It is often the case that errors in Seldon Enterprise Platform are caused by faults or misconfigurations in other parts of the system. However, it is still useful to check Seldon Enterprise Platform's understanding of the problem, as it may offer insights into what is happening.

If you experience Seldon Enterprise Platform crashing or returning an error, the best first steps are to:

1. Turn on the network tab in your browser's Developer Tools, ensure the session is being recorded, and recreate the issue. Find the failed call(s) and inspect the full message(s).
2. Find the Seldon Enterprise Platform pod (usually in the `seldon-system` namespace) and inspect its logs.

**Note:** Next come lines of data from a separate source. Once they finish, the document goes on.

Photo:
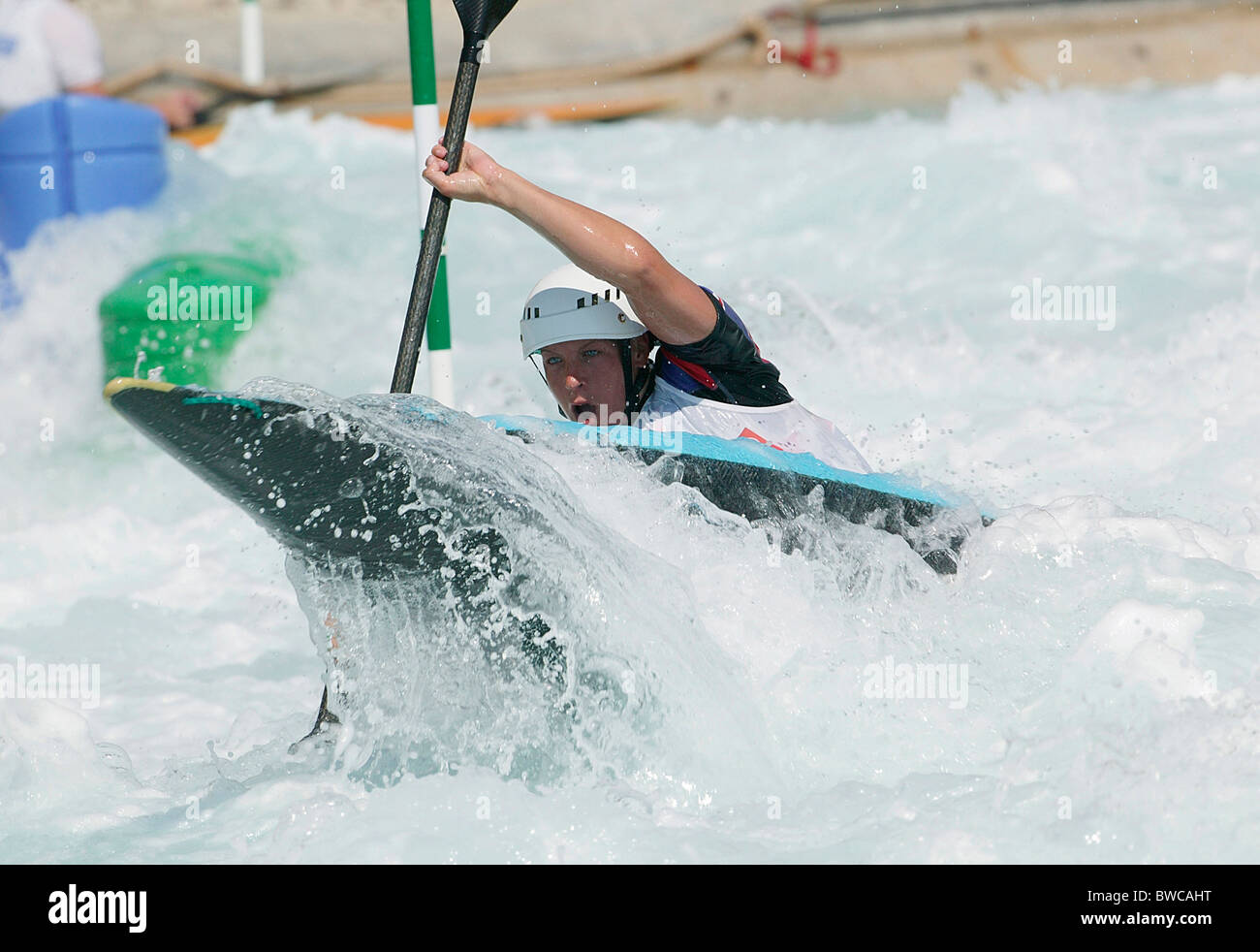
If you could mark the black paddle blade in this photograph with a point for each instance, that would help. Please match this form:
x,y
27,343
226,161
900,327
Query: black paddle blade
x,y
480,16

You can filter for messages at level `warn` or `error`.

This should help to determine if the cause is within Seldon Enterprise Platform or another component. If the issue is with Seldon Enterprise Platform itself, report the bug directly to Seldon. Likewise, if the issue appears to be with Seldon Core, either report the bug or [raise an issue on GitHub](https://github.com/SeldonIO/seldon-core/issues). Otherwise, check the below sections or refer to the documentation and information available online for that component. If you still cannot resolve the issue, it can be reported to Seldon.

## Auth

See the [auth section](/seldon-enterprise-platform/production-environment/auth.md#debugging) for debugging tips.

## Knative

See the [Knative install section](/seldon-enterprise-platform/production-environment/knative.md) for how to verify Knative.

## Argo and Batch

See the [Argo section](/seldon-enterprise-platform/production-environment/argo-workflows.md) for debugging batch and the [MinIO section](/seldon-enterprise-platform/production-environment/minio.md) for MinIO.

## Prometheus

See the [Monitoring and Alerting](/seldon-enterprise-platform/production-environment/observability-alerting.md) for debugging Prometheus.

## Serving Engines

For Seldon Core debugging, it is best to see their respective docs.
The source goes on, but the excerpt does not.